Star Wars sequel haters may understandably feel a bit of trauma rising while reading it, but Willow (Davis) himself takes a long time to make his entrance in the premiere (though thankfully he doesn’t immediately throw his wand away in the beginning of episode 2). While it isn’t a critical failure, I think it was a mistake to make fans wade through the new heroes’ backstories before rewarding us with Willow. Though, at the same time, with so many new characters in the mix it might not have been possible any other way.

The Willow premiere is saved after the first half hour when Tir Asleen is attacked by a squad of horrifying villains whose design feels faithful to the world-building of the original film, while at the same managing to look like the bad guys could’ve been plucked right out of Elden Ring. Once the adventurers are all assembled and on their way in the second episode, “The High Aldwin,” their chemistry becomes easier to enjoy. Chadha-Patel is a particularly welcome addition as the sardonic and mysterious warrior Boorman.

One thing fans may feel split on is that the Willow you meet in the premiere is a much more haunted version of the hero we remember. Flashbacks reveal some shocking decisions on his part over the years. Not to mention that while Davis’s real life daughter Annabelle plays Willow’s grown daughter Mims (played by Dawn Downing in the 1988 movie), his son Ranon and wife Kiaya are conspicuously absent.

The action scenes are impressive and the production design of the Willow premiere is wonderfully faithful to the original; right down to the music. I am undecided about how I feel about the addition of modern music to the closing credits of each episode. It doesn’t ruin anything, but considering how much everything else feels like an echo of the 1988 film, things like a cover of Donovan’s “Hurdy Gurdy Man” are a little jarring.

Not to mention that while it’s perhaps little more than a pet peeve, with rare exceptions–such as 2001’s A Knight’s Tale when it’s the whole point of the thing–matching modern music with stories set in different time periods almost always pulls me out of the story.

val kilmer
Val Kilmer as Madmartigan in Willow (1988)

One thing the Willow premiere unfortunately fails to deal with is the fate of the charismatic swordsman Madmartigan, who Val Kilmer played in the film.
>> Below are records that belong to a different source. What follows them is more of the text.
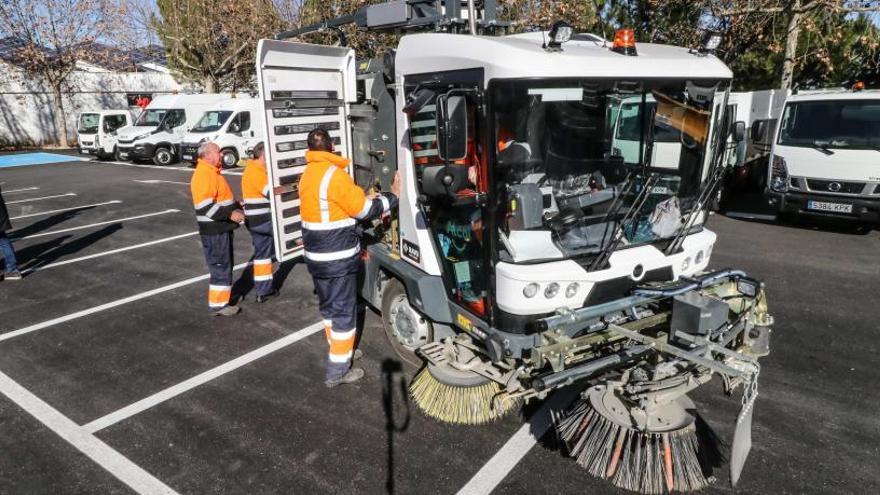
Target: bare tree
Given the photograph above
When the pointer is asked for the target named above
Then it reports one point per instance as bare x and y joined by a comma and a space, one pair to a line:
213, 42
52, 36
We learn a little bit about his life after the movie, but not where he is now or if he’s alive. Episode 2 ends with a tease that next week’s chapter could give us the answer, and while it may be too soon to tell I feel like this is another big mistake.
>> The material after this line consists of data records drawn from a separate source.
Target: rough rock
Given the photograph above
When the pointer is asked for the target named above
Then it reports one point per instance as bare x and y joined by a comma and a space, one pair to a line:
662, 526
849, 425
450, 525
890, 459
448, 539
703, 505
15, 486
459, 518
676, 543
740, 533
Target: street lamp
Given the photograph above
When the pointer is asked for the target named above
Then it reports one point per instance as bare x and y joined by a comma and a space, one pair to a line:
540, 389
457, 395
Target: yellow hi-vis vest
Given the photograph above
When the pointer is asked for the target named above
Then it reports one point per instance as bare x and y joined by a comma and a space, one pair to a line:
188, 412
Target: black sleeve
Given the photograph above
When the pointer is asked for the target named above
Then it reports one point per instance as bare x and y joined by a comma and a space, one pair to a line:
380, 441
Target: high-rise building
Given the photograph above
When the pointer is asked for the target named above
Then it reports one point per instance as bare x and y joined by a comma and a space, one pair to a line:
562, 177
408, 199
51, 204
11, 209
The official word, as reported by E! Online, is that Kilmer could not appear in the Willow series, but in a post-No-Way-Home world any fan would feel like a fool to trust the official word. Considering that, and the fact that the Willow premiere treats his fate like a mystery, if the series doesn’t either definitively kill him off in the next episode or produce Kilmer himself, fans will have every reason to feel like they’ve been cheated. If there is no surprise Kilmer reveal on the way, it may have been a huge mistake to not kill his character off-screen in the very first episode.

In spite of a few stumbles, so far the Willow premiere shows enough promise to keep returning for at least a few more episodes.